Longtemps appelée traverse de la rue des Savonnières (Archives communales, CC. 86), cette voie reçut en 1729, à l’occasion de la naissance du roi de France, le nom de rue du Dauphin (Archives communales, CC. 75) qu’elle conserva jusqu’à la Révolution. Dénommée le 2 vendémiaire an III, rue Çà-ira, elle perdit, le 4 prairial an XIII, cette appellation pour prendre celle de rue Traversière. En 1832, les habitants de cette rue adressèrent à la municipalité une pétition dans laquelle ils faisaient valoir « qu’il serait convenable de lui donner un nom qui se rapportât à sa conformation ». La requête fut accueillie et depuis cette date la rue porte l’appellation de rue de l’Equerre.

(À suivre).

UNE BLAGUE POUR LA ROUTE :

Conversation

-J’ai connu deux sœurs jumelles, Sylvie et Catherine, elles étaient absolument identiques. Finalement, j’ai épousé Sylvie.

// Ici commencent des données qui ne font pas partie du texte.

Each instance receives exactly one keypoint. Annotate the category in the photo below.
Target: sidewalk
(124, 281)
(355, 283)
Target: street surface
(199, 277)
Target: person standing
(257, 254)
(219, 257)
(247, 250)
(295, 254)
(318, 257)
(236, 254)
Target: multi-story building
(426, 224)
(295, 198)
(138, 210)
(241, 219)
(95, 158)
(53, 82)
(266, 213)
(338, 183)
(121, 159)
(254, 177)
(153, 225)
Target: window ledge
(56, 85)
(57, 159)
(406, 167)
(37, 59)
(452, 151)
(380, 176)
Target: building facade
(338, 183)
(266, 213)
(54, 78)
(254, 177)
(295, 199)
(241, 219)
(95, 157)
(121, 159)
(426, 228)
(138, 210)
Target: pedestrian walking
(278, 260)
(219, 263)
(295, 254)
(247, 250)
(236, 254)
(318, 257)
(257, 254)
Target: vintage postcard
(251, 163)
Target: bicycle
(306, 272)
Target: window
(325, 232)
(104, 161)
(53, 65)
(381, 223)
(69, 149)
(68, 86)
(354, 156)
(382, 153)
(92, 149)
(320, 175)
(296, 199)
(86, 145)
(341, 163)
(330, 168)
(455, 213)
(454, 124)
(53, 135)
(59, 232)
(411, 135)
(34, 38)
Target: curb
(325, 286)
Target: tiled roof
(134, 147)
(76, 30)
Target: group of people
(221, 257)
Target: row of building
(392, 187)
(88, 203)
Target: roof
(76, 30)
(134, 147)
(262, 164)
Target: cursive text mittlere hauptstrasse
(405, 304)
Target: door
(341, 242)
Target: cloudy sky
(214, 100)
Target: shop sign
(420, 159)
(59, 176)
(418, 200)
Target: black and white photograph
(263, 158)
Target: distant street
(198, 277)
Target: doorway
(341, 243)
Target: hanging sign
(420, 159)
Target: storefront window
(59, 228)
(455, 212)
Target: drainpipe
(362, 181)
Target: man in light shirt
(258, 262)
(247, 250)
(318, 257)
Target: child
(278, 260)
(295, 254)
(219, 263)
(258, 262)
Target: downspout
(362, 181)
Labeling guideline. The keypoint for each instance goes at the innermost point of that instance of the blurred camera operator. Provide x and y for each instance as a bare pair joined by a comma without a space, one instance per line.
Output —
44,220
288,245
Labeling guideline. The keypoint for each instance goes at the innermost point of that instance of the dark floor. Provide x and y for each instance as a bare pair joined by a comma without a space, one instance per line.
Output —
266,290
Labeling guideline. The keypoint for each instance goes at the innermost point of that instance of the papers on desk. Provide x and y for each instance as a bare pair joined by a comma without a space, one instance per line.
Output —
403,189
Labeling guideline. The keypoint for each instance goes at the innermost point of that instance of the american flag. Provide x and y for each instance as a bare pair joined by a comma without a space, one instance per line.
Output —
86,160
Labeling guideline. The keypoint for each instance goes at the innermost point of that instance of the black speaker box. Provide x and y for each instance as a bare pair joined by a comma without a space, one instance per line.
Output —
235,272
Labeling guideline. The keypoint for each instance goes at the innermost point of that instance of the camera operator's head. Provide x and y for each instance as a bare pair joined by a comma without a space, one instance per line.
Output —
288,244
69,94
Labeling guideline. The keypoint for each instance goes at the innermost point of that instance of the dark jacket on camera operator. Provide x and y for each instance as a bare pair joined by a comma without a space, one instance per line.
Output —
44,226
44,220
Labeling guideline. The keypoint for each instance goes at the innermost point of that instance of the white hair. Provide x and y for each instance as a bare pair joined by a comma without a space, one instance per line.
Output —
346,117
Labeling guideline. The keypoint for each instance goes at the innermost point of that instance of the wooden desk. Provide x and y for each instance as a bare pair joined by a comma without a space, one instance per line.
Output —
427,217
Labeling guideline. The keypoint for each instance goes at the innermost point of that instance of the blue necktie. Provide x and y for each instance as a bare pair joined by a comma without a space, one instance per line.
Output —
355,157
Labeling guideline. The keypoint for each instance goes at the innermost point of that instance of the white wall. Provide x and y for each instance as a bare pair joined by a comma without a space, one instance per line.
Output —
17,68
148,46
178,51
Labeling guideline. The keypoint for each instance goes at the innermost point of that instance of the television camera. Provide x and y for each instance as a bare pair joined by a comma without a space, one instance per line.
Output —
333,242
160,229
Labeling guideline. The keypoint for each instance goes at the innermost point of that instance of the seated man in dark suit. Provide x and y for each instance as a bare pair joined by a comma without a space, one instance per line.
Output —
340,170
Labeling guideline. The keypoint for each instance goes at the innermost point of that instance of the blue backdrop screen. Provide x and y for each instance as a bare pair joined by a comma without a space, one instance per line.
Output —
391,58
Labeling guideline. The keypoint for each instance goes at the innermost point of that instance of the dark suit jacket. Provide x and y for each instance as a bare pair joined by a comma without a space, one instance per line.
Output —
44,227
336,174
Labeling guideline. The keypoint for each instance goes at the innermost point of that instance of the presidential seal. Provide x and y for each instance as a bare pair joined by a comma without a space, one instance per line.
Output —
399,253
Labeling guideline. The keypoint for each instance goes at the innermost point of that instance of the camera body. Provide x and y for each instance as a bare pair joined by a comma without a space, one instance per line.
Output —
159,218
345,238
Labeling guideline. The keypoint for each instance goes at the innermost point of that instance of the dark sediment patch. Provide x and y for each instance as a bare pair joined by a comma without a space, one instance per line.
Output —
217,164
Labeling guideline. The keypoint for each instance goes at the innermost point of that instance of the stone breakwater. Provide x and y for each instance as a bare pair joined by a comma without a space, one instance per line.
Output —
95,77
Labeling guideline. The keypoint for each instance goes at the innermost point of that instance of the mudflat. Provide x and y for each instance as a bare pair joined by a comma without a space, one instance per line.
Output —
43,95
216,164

-Mais, quand elles sont ensemble, comment fais-tu pour reconnaître Sylvie ?

-C’est facile ! le frère de Sylvie porte des lunettes.

(séjour au Cap Agulhas, Afrique du Sud, en 2011. Cl. H. Ribot)

Nous sommes le 12 décembre 2023. L’hiver est bien là, et il est 8 h. J’arrête ici ces éphémérides et vous souhaite le meilleur mardi possible à tous.

Affectueuses pensées pour Isabelle, Raphaël, Olivier et Webber qui vont nous rejoindre dans quelques jours.